By Erin Voegele | July 08, 2009
Report posted July 28, 2009 at 5:05 p.m. CST

Cambridge, Mass.-based Joule Biotechnologies Inc. recently unveiled a new technology that can be used to produce ethanol from sunlight and carbon dioxide. Trademarked as Helioculture technology, the modular, direct-to-fuel process requires no agricultural land or fresh water.

The Helioculture process utilizes highly-engineered photosynthetic organisms to catalyze the conversion of sunlight and carbon dioxide into transportation fuels and chemicals. Joule's modular SolarConverter system is used to facilitate the process, from sunlight capture to product conversion and separation.

Once commercialized, Joule estimates that the technology will be capable of producing more than 20,000 gallons of ethanol per acre annually, and will consume approximately 150 tons per carbon dioxide per year per acre. The system is designed to be customizable depending on land size, carbon dioxide availability and desired output.

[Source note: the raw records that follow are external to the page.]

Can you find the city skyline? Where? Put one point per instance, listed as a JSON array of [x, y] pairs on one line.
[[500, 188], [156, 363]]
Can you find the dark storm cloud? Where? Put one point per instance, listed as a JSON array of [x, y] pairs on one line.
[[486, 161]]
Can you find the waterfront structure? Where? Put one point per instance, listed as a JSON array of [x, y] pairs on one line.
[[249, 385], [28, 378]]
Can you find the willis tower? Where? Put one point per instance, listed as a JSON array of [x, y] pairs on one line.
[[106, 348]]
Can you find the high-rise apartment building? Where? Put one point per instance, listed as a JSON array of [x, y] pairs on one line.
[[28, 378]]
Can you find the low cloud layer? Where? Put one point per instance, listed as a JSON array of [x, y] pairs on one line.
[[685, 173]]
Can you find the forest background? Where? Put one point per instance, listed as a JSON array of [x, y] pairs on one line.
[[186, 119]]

"What we have is highly-engineered photosynthetic organisms existing in a solution of non-fresh water…and some nutrients," said Bill Sims, president and CEO of Joule Biotechnologies. "They exist inside this novel solar converter that captures the sun's rays." Sims describes sunlight as the processes primary input and carbon dioxide as the feedstock. "So, we are capturing CO2 and driving photosynthesis inside the solar converter," he continued. "The organisms have been modified to directly secrete a variety of solar fuels and solar chemicals." This includes ethanol, hydrocarbons and chemicals that are normally derived from petroleum.

According to Sims, Joule is validating the Heliocutlure technology using ethanol. He said this is due to the fact that a variety of other companies are also producing ethanol. This makes it easy to make cost and productivity comparisons.

One primary difference between Joule's technology and other ethanol technologies is that Joule's process requires no intermediary. "There is no biomass, there is no algae, grass or woodchips - or anything else that has to be harvested or grown and processed," Sims said.

Joule is expected to break ground on a pilot-scale facility in 2010. Sims said the pilot project is likely to be located adjacent to a power plant. "The reason we do that is that it provides easy access to CO2, and of course they would already have access to water and drainage." According to Sims, the technology could be installed on a commercial scale as early as 2012.

"There is no question that viable, renewable fuels are vitally important, both for economic and environmental reasons," Sims said. "And while many novel approaches have been explored, none has been able to clear the roadblocks caused by high production costs, environmental burden and lack of real scale. Joule was created for the very purpose of eliminating these roadblocks with the best equation of biotechnology, engineering, scalability and pricing to finally make renewable fuel a reality — all while helping the environment by reducing global CO2 emissions."